Le désamour de la France par les Français est donc aussi nourri par cet abandon de la production et de la création. Pour gagner quelques sous sur les salaires, et pour avoir des prix légèrement plus bas, et encore cela se discute, sur les biens que nous achetons, nous avons abandonné toutes nos ambitions collectives. Le prix de la globalisation n'est pas seulement un accroissement des inégalités comme le claironne la gauche, c'est carrément l'abandon de ce que nous sommes en tant que peuple. C'est un véritable pacte faustien nous condamnant à une disparition plus ou moins rapide des livres d'histoire. Triste fin pour une nation de plus de mille ans. Ainsi nous voyons que cette question de la production n'est pas simplement une question économique, c'est aussi une question fondamentale sur ce qu'est une société. Et le renoncement de la part des politiques à la question de la production tient au désintérêt qu'ils ont pour l'avenir réel du pays. Un désintérêt qui en réalité est largement partagé par la population quoi qu'on en dise. Le triomphe de l'homo œconomicus en France est malheureusement une triste réalité.

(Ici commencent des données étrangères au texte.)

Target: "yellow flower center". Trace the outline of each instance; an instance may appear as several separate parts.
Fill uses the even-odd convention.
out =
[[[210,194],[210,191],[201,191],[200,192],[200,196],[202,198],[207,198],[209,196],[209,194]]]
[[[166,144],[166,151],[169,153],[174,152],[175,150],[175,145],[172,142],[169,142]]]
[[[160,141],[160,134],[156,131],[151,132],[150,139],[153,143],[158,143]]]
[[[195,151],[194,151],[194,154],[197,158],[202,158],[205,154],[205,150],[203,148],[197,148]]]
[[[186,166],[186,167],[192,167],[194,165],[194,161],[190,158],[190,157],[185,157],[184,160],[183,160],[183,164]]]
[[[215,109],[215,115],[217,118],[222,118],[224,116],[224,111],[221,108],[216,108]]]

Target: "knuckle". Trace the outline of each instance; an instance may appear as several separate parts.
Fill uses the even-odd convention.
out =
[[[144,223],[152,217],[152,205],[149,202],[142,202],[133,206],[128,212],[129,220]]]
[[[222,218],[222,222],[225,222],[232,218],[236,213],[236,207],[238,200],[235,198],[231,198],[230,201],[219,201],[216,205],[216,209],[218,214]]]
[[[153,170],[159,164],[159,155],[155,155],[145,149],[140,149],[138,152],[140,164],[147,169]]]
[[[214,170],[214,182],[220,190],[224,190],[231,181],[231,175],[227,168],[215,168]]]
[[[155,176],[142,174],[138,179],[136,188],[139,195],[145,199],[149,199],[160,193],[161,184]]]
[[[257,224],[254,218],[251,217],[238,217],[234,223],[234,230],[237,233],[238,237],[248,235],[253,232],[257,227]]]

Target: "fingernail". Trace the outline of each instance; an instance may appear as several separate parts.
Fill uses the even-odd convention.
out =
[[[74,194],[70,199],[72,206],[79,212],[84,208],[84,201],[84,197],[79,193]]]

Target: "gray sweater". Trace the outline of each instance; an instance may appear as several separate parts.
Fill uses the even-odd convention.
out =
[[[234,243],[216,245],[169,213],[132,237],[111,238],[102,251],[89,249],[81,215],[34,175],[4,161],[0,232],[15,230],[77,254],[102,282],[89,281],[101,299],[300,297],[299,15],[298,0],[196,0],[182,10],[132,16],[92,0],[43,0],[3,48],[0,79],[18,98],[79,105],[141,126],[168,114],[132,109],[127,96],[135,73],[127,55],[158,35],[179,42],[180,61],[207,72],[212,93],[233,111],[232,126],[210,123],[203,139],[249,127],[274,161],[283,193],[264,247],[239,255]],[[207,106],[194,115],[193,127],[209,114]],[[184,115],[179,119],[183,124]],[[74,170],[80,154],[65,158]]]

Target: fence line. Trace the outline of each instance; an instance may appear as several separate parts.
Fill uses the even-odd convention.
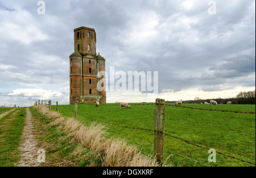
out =
[[[175,105],[166,105],[167,106],[174,106],[174,107],[184,107],[184,108],[189,108],[192,109],[199,109],[199,110],[207,110],[210,111],[222,111],[222,112],[232,112],[232,113],[249,113],[249,114],[255,114],[254,112],[243,112],[243,111],[227,111],[227,110],[217,110],[217,109],[204,109],[204,108],[196,108],[196,107],[187,107],[187,106],[176,106]]]
[[[180,106],[178,106],[178,107],[180,107]],[[74,113],[74,112],[75,112],[74,111],[71,111],[71,110],[69,110],[69,111],[63,111],[63,110],[59,110],[59,111],[64,111],[64,112],[69,112],[69,113],[71,113],[71,112],[72,112],[72,113]],[[139,128],[139,127],[130,127],[130,126],[122,126],[122,125],[118,125],[118,124],[116,124],[116,123],[111,123],[111,122],[109,122],[104,121],[101,121],[101,120],[100,120],[100,119],[98,119],[93,118],[92,118],[92,117],[88,117],[88,116],[87,116],[87,115],[84,115],[84,114],[81,114],[81,113],[78,113],[78,112],[77,112],[77,114],[79,114],[79,115],[82,115],[82,116],[84,116],[84,117],[86,117],[86,118],[89,118],[89,119],[94,120],[94,121],[99,121],[99,122],[103,122],[103,123],[108,123],[108,124],[110,124],[110,125],[115,125],[115,126],[119,126],[119,127],[124,127],[124,128],[133,129],[137,129],[137,130],[145,130],[145,131],[150,131],[159,132],[159,131],[157,131],[157,130],[151,130],[151,129],[143,129],[143,128]],[[189,142],[189,141],[188,141],[188,140],[184,140],[184,139],[183,139],[177,138],[177,137],[176,137],[176,136],[171,135],[170,135],[170,134],[167,134],[167,133],[162,133],[162,132],[160,132],[160,133],[162,133],[164,134],[164,135],[167,135],[167,136],[171,136],[171,137],[172,137],[172,138],[174,138],[179,139],[179,140],[181,140],[181,141],[183,141],[183,142],[185,142],[185,143],[188,143],[188,144],[191,144],[191,145],[193,145],[193,146],[197,146],[197,147],[200,147],[200,148],[205,149],[205,150],[209,150],[210,149],[210,148],[209,148],[199,146],[199,145],[197,145],[197,144],[196,144],[191,143],[190,142]],[[255,165],[255,163],[251,163],[251,162],[248,162],[248,161],[246,161],[246,160],[241,159],[240,159],[240,158],[236,158],[236,157],[234,157],[234,156],[229,156],[229,155],[226,155],[226,154],[223,154],[223,153],[222,153],[222,152],[219,152],[219,151],[216,151],[216,152],[217,152],[217,153],[218,153],[218,154],[220,154],[220,155],[224,155],[224,156],[228,156],[228,157],[229,157],[229,158],[232,158],[232,159],[237,159],[237,160],[240,160],[240,161],[241,161],[241,162],[246,162],[246,163],[249,163],[249,164],[251,164]]]
[[[118,131],[117,130],[113,130],[113,129],[111,129],[108,128],[108,127],[107,127],[107,129],[109,129],[109,130],[112,130],[112,131],[113,131],[118,133],[119,133],[119,134],[123,134],[123,135],[126,135],[126,136],[127,136],[132,138],[133,138],[133,139],[135,139],[135,140],[139,140],[139,141],[141,141],[141,142],[146,143],[147,143],[147,144],[150,144],[150,145],[153,146],[154,146],[154,144],[152,144],[152,143],[150,143],[145,142],[145,141],[144,141],[144,140],[139,139],[138,139],[138,138],[134,138],[134,137],[131,136],[130,136],[130,135],[129,135],[123,134],[123,133],[121,133],[121,132],[119,132],[119,131]],[[194,159],[191,159],[191,158],[188,158],[188,157],[187,157],[187,156],[183,156],[183,155],[182,155],[176,153],[176,152],[173,152],[173,151],[170,151],[170,150],[167,150],[167,149],[164,149],[164,150],[167,151],[169,151],[169,152],[172,152],[172,153],[173,153],[173,154],[176,154],[176,155],[179,155],[179,156],[182,156],[182,157],[185,158],[186,158],[186,159],[188,159],[191,160],[192,160],[192,161],[197,162],[197,163],[199,163],[204,164],[204,165],[206,165],[206,166],[210,167],[210,165],[209,165],[205,164],[204,164],[204,163],[201,163],[201,162],[199,162],[199,161],[197,161],[197,160],[194,160]]]
[[[94,105],[94,104],[85,104],[85,105]],[[138,105],[155,105],[155,103],[148,103],[148,104],[129,104],[130,106],[138,106]],[[169,105],[169,104],[164,104],[166,106],[173,106],[173,107],[184,107],[184,108],[189,108],[192,109],[198,109],[198,110],[210,110],[210,111],[222,111],[222,112],[230,112],[230,113],[247,113],[247,114],[255,114],[255,112],[245,112],[245,111],[228,111],[228,110],[218,110],[218,109],[204,109],[204,108],[197,108],[197,107],[188,107],[188,106],[175,106],[173,105]],[[101,106],[120,106],[119,104],[100,104]]]

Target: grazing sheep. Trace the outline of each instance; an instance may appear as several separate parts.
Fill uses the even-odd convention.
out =
[[[182,100],[180,100],[180,101],[176,101],[175,102],[175,106],[177,106],[177,105],[179,105],[180,106],[181,104],[182,104]]]
[[[218,105],[218,104],[217,103],[216,101],[214,101],[214,100],[210,100],[210,103],[211,105]]]
[[[94,101],[94,104],[95,104],[95,107],[97,107],[97,106],[98,107],[98,105],[100,105],[100,103],[97,101]]]
[[[120,103],[120,108],[122,109],[123,107],[125,107],[126,105],[129,105],[129,104],[127,102],[121,102]]]

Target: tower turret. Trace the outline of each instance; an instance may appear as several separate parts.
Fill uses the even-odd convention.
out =
[[[75,52],[69,56],[71,104],[106,103],[106,91],[98,91],[99,71],[105,72],[105,59],[96,56],[96,33],[93,28],[81,27],[74,30]],[[105,82],[104,82],[105,84]]]

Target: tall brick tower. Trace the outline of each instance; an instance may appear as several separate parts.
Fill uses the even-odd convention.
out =
[[[104,76],[105,59],[96,54],[96,33],[93,28],[81,27],[74,30],[75,52],[69,56],[69,104],[92,104],[95,101],[106,103],[106,91],[99,91],[97,84]],[[101,80],[102,81],[102,80]]]

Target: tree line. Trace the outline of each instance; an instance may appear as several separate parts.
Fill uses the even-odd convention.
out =
[[[240,92],[236,97],[229,98],[217,98],[203,100],[199,97],[196,97],[194,100],[183,101],[182,102],[188,104],[204,104],[205,102],[209,102],[211,100],[216,101],[219,104],[226,104],[228,101],[231,101],[233,104],[255,105],[255,90]],[[167,102],[171,102],[167,101]]]

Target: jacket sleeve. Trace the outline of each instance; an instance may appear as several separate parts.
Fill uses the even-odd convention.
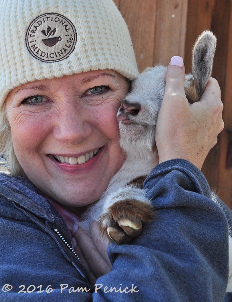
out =
[[[112,270],[97,280],[94,300],[223,301],[228,224],[203,175],[170,160],[154,169],[144,188],[156,216],[130,244],[110,245]]]

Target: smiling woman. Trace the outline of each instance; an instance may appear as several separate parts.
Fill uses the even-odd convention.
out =
[[[128,88],[123,76],[108,70],[13,90],[5,110],[25,177],[62,204],[82,206],[99,199],[125,160],[116,116]]]
[[[217,82],[190,106],[171,60],[144,183],[157,218],[107,252],[96,224],[76,222],[125,160],[116,114],[139,74],[126,24],[112,0],[2,2],[0,300],[222,300],[228,222],[197,168],[223,126]]]

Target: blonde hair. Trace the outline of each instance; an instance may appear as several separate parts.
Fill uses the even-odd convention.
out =
[[[15,176],[22,176],[22,170],[14,152],[4,106],[0,112],[0,154],[4,155],[6,161],[6,164],[0,167],[0,171],[8,172]]]

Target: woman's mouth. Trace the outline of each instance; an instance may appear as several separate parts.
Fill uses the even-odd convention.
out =
[[[100,149],[96,149],[94,151],[91,151],[89,153],[86,153],[84,155],[82,155],[79,158],[68,158],[58,155],[52,156],[55,158],[56,162],[61,164],[67,164],[70,166],[75,166],[76,164],[83,164],[92,158],[94,156],[96,156],[99,152]]]

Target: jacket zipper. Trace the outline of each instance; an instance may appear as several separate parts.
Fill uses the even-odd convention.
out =
[[[80,258],[79,258],[77,254],[75,252],[75,251],[73,249],[73,248],[69,245],[69,244],[68,242],[67,242],[66,240],[64,239],[64,238],[63,237],[63,236],[61,235],[61,234],[59,232],[57,228],[55,228],[55,230],[53,230],[56,233],[56,234],[57,234],[58,235],[58,236],[59,236],[59,237],[60,238],[60,239],[62,240],[62,241],[64,242],[64,244],[65,244],[65,246],[68,248],[68,249],[70,250],[71,250],[71,252],[72,252],[72,254],[74,255],[75,255],[75,256],[76,256],[76,258],[77,258],[77,259],[79,260],[79,261],[80,262],[81,262]]]
[[[77,272],[79,272],[79,274],[81,275],[81,276],[82,277],[82,278],[83,279],[84,279],[85,280],[86,280],[87,278],[85,276],[83,272],[81,272],[81,270],[82,270],[80,268],[79,268],[77,266],[77,265],[74,262],[74,261],[72,261],[71,260],[71,259],[70,259],[70,258],[68,256],[66,252],[64,250],[63,248],[60,245],[60,242],[59,242],[57,240],[57,238],[56,238],[54,236],[53,234],[54,234],[54,232],[55,232],[56,234],[56,235],[58,236],[58,237],[62,240],[62,242],[64,244],[65,246],[69,249],[69,250],[70,250],[72,252],[72,254],[73,254],[75,256],[76,258],[80,262],[80,264],[81,264],[81,261],[80,261],[80,258],[78,257],[78,255],[73,250],[71,246],[70,246],[69,245],[68,242],[67,242],[67,241],[64,239],[64,238],[63,237],[63,236],[58,232],[57,229],[52,228],[51,228],[51,226],[49,226],[49,228],[50,228],[50,230],[51,230],[51,230],[52,230],[52,231],[53,231],[52,232],[51,232],[51,231],[49,232],[49,229],[47,228],[47,226],[45,226],[46,224],[47,224],[46,222],[47,223],[47,222],[45,222],[45,225],[43,224],[35,216],[32,215],[31,213],[27,212],[24,208],[23,208],[21,206],[20,206],[19,205],[18,205],[13,200],[10,200],[9,198],[7,198],[7,199],[9,200],[11,202],[12,202],[13,204],[14,204],[14,206],[15,206],[15,208],[17,208],[20,211],[22,212],[28,218],[29,218],[34,224],[35,224],[37,226],[40,226],[41,228],[42,228],[44,230],[45,230],[47,233],[48,233],[50,234],[50,236],[54,239],[55,242],[58,244],[58,246],[59,247],[62,253],[63,254],[64,257],[66,258],[66,259],[69,262],[70,262],[72,264],[73,266],[74,266],[74,268],[76,268],[76,270],[77,270]],[[49,222],[48,222],[48,224],[49,224]]]

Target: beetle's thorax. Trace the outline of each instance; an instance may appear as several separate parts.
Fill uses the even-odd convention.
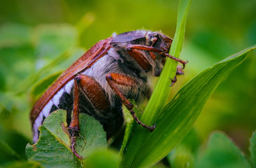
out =
[[[150,89],[147,84],[147,78],[149,76],[159,76],[163,69],[163,62],[165,58],[159,53],[154,53],[154,57],[152,57],[150,52],[139,50],[137,52],[142,54],[143,59],[147,59],[148,62],[147,69],[145,69],[134,60],[134,57],[131,57],[127,51],[128,48],[132,45],[140,45],[152,46],[163,52],[168,52],[172,39],[159,32],[141,30],[120,34],[113,36],[113,38],[109,38],[106,41],[106,43],[109,44],[109,45],[106,45],[108,46],[108,49],[99,49],[99,51],[100,51],[99,53],[104,53],[104,55],[99,59],[97,57],[97,60],[93,62],[92,66],[84,67],[79,74],[95,80],[102,88],[106,94],[106,101],[109,104],[108,109],[106,111],[93,109],[95,112],[90,115],[103,123],[109,124],[113,128],[118,128],[120,123],[122,123],[123,121],[121,109],[122,101],[108,83],[106,75],[109,73],[116,73],[125,75],[134,80],[132,86],[116,85],[126,97],[140,99],[143,97],[148,97]],[[99,51],[97,50],[95,52],[99,52]],[[50,113],[61,108],[66,109],[68,115],[68,113],[71,114],[73,106],[74,82],[74,80],[72,78],[66,84],[60,87],[58,91],[40,110],[39,115],[35,118],[35,123],[33,123],[34,141],[36,141],[38,138],[36,134],[38,127]],[[81,99],[81,101],[83,100]],[[90,101],[90,100],[87,101]],[[79,106],[81,106],[81,109],[84,109],[85,113],[90,113],[87,105],[83,104],[83,101],[81,102]],[[92,108],[94,108],[92,107]],[[114,129],[113,130],[115,130]]]

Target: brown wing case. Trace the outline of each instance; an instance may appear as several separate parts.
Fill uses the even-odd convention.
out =
[[[32,125],[40,111],[52,97],[68,81],[74,78],[79,72],[84,71],[93,64],[99,59],[104,55],[110,48],[110,42],[113,38],[103,39],[94,45],[89,50],[73,63],[59,78],[46,90],[36,102],[30,113]]]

Alors oui comme le dit monsieur Cayla la gauche ne parle pas de production. Mais la droite non plus. Et en réalité la plupart des Français s'en foutent tant qu'ils ont leur petit confort de tous les jours et que la marmite bout encore. Je pense au fond que la majeure partie des Français se fiche de l'avenir du pays et les hommes politiques ne sont finalement que le reflet de cette évolution de la population. Alors effectivement on va crier lorsque l'état fera telle ou telle économie sur tel ou tel secteur. On criera pour défendre son petit lopin de prospérité, mais finalement on n’entrera pas dans le cœur du sujet, et l'on ne remettra pas en question le libre-échange ou l'euro qui sont les vraies causes de la destruction de notre économie. C'est que cette remise en cause pourrait faire augmenter les prix et que le consommateur préfère son rôle de consommateur à celui de citoyen qui sent un peu la naphtaline au pays du jouir sans entraves que nous sommes devenus petit à petit. Comme je l'ai déjà dit, mon pessimisme me pousse à penser que le choc et le réveil ne viendront que de l'extérieur. Mais j'espère bien évidemment me tromper.